Parliament has directed Government to terminate the coffee agreement it recently signed with Uganda Vinci Coffee Company Limited (UVCCL), a foreign company that was awarded exclusive rights to buy Uganda’s coffee.
This followed a report by Parliamentary Committee on Trade, Tourism and Industry that recommended cancellation of the agreement the government signed with Uganda Vinci Coffee Limited terminated in public interest.
The Committee on Trade, Tourism and Industry chaired by Mbarara City South MP, Mwine Mpaka described the agreement as illegal further noting that, “officials who committed the Government to such illegalities should be penalized as a deterrent mechanism to stop similar occurrences in future.”
“The Government is directed to terminate this agreement and report to Parliament, within 6 months from the date of adoption of this report. Upon termination, the Government should regularize its relationship with Uganda Vinci Coffee Company Limited through proper due diligence, due process and proper stakeholder consultation before any further business can proceed. Thus initiating fresh negotiations,” said Mpaka.

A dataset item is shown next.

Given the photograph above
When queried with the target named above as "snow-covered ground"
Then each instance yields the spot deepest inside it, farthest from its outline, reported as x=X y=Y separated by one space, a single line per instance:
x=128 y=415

According to the report, UVCCL monopoly is a threat to the already existing 47 licensed processors of coffee with the possibilities of causing unemployment, loss of tax and in the worst case scenario, shut down of operations.

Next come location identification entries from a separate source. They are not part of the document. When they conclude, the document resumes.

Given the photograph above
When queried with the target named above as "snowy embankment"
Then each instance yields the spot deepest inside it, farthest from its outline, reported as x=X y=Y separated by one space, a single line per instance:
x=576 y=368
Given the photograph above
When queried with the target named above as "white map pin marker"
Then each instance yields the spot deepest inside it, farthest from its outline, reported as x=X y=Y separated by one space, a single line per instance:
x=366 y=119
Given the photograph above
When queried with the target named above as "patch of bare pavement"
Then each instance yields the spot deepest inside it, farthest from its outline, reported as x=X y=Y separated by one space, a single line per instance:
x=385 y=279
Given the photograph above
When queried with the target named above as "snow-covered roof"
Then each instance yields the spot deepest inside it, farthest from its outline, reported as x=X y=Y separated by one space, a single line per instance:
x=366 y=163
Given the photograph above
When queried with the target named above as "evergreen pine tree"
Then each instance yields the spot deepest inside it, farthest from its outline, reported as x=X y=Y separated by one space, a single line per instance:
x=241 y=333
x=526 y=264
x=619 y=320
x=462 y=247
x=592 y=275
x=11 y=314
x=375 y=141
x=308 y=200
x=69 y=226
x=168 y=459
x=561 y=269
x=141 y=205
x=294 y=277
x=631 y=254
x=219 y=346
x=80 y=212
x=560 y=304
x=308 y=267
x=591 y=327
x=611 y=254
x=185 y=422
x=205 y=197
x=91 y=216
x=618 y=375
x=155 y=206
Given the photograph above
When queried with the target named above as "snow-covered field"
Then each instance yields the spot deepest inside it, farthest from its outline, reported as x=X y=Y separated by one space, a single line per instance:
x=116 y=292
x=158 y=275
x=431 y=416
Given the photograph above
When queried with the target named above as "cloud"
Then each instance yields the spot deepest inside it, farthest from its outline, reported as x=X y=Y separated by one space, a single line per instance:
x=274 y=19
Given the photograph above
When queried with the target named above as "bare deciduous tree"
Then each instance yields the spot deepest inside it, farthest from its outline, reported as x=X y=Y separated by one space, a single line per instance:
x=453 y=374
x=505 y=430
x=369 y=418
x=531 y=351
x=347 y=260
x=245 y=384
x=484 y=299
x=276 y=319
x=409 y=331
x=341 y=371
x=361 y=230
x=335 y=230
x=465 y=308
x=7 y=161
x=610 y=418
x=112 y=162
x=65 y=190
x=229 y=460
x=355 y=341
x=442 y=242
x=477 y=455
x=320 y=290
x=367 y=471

The Committee noted that whereas Government spent colossal sums of money to grade, fence, and backfill the land allocated to a tune of Sh7 billion and had relocated the power lines to the proposed factory site, UVCCL had not commenced nor undertaken any activity as envisaged in the agreement.

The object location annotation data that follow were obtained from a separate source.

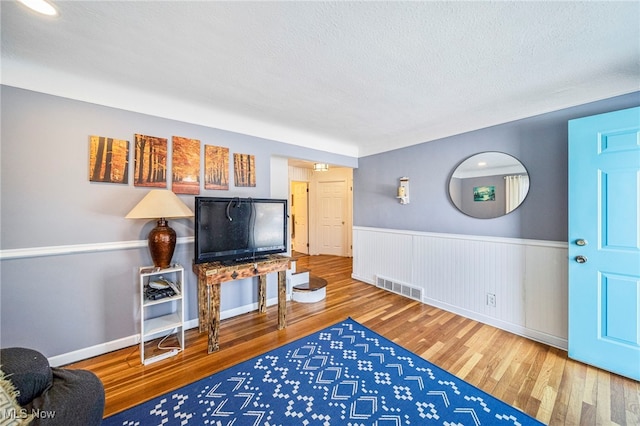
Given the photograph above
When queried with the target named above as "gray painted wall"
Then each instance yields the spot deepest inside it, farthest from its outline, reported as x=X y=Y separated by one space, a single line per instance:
x=539 y=142
x=59 y=304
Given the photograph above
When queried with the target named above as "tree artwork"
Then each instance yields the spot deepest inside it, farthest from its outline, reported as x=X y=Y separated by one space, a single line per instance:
x=185 y=170
x=244 y=169
x=108 y=160
x=216 y=167
x=150 y=161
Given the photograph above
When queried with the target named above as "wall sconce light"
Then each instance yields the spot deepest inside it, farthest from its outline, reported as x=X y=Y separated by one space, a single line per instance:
x=403 y=190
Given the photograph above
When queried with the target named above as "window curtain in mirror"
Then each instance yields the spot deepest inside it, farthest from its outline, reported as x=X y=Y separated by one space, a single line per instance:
x=516 y=187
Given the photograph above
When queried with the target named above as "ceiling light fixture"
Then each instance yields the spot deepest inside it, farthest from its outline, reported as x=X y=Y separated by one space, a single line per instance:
x=40 y=6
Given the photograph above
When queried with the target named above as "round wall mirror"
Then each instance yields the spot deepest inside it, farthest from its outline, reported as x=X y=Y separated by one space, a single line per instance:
x=488 y=185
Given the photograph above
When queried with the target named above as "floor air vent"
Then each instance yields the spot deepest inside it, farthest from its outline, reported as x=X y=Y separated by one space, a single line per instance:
x=402 y=289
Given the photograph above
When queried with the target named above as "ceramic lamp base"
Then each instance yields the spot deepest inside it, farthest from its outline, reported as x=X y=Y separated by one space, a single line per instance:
x=162 y=243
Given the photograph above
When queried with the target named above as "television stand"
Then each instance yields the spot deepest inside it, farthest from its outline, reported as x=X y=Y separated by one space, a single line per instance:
x=235 y=262
x=211 y=275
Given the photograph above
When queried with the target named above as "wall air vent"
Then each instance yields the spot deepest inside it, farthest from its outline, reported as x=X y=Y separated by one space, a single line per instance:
x=403 y=289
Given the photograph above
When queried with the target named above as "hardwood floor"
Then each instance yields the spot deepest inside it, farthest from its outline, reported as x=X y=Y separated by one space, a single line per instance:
x=534 y=377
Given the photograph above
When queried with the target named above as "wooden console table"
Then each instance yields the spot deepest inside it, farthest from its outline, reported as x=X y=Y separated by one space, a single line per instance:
x=212 y=275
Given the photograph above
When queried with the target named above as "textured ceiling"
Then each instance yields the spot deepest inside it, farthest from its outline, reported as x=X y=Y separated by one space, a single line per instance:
x=355 y=78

“Whereas Government spent colossal sums of money to grade, fence, backfill the land allocated tune of shs7 billion and had relocated the power lines over the proposed factory site, UVCCL had not commenced nor undertaken any activity as envisaged in the agreement. The only structure on sight was an askari house made of iron sheets,” said Mpaka.
According to Mpaka, the committee observed that clause 4.2 creates a monopoly in favour of UVCCL to the purchase of superior quality coffee beans from Uganda by restricting gov’t from registering any contract or acknowledging any arrangement for the export of coffee beans.
“This means that no export of super quality coffee beans shall be allowed by Government until the quantity required by UVCCL is attained. Further still, a monopoly is created in favour of UVCCL since it controls the prices it pays for the coffee beans supplied to it,” he noted.
The committee also found that the grant of the tax waiver to UVCCL under the Income Tax Act was irregular and illegal since the provision of the law under which the waiver was granted did not apply to UVCCL at the time of grant.
After finding the massive tax waiver, the committee later interacted with the ministry of finance, Attorney General and Solicitor General who opined that all the tax incentives granted to UVCCL are provided for under various tax laws and are therefore lawful.
However, other stakeholders, including the Uganda Law Society opined that the incentives are irregular and illegal since they contravene various laws applicable in Uganda.
Mpaka also disclosed that even the signing of the agreement is questionable since UVCCL did not sign.
“The failure to sign the agreement by UVCCL brings into doubt the legality of the agreement since a party to the agreement did not append a signature. It is a known legal principle that a person who does not append a signature on a document is not bound by it. This seems to have been deliberate attempt to frustrate any possibility of terminating the agreement by either party,” he disclosed.
He further noted that the livelihoods of farmers and all persons engaged in the coffee value chain are likely to be affected due to the fact that the coffee requirements of the agreement represent approximately 15% of the total coffee production and 100% of the premium coffee beans.
The Committee concluded that Attorney General Kiryowa Kiwanuka failed to carry out an appropriate legal due diligence in the exercise of his statutory functions under article 119 (4) (b) of the Constitution to draw, peruse through and approve the agreement.
Nandala Nathana Mafabi the Budadiri West County MP noted that coffee is the leading foreign exchange earner and giving monopoly to a foreign company means sending all the forex benefits to that country.
“Such agreements are very dangerous. If you were given a license in 2014 and up to now you have not constructed a coffee factory, then you do not know what coffee is. Tomorrow, we shall deliver 600 packets of roasted coffee to confirm that if you empower locals, they have capacity,” said Mafabi.
While responding to the report, Muwanga Kivumbi the Shadow Minister of Finance expressed his dissatisfaction about the investors that are allowed in the country.
“We need to define who an investor is in this country. Somebody comes here with nothing, we give you land, water, tax holidays, free electricity, contingency liability to go and borrow. Is Uganda the investor or those people?” he wondered.
“Who is this investor, we have been told she has gone to Sango bay, the same woman is in Lubowa and we have been told the same person is in roads. What is so special about this person?” Muwanga continued.
Parliament adopted the Trade Committee report on the coffee agreement with all the amendments proposed by the MPs.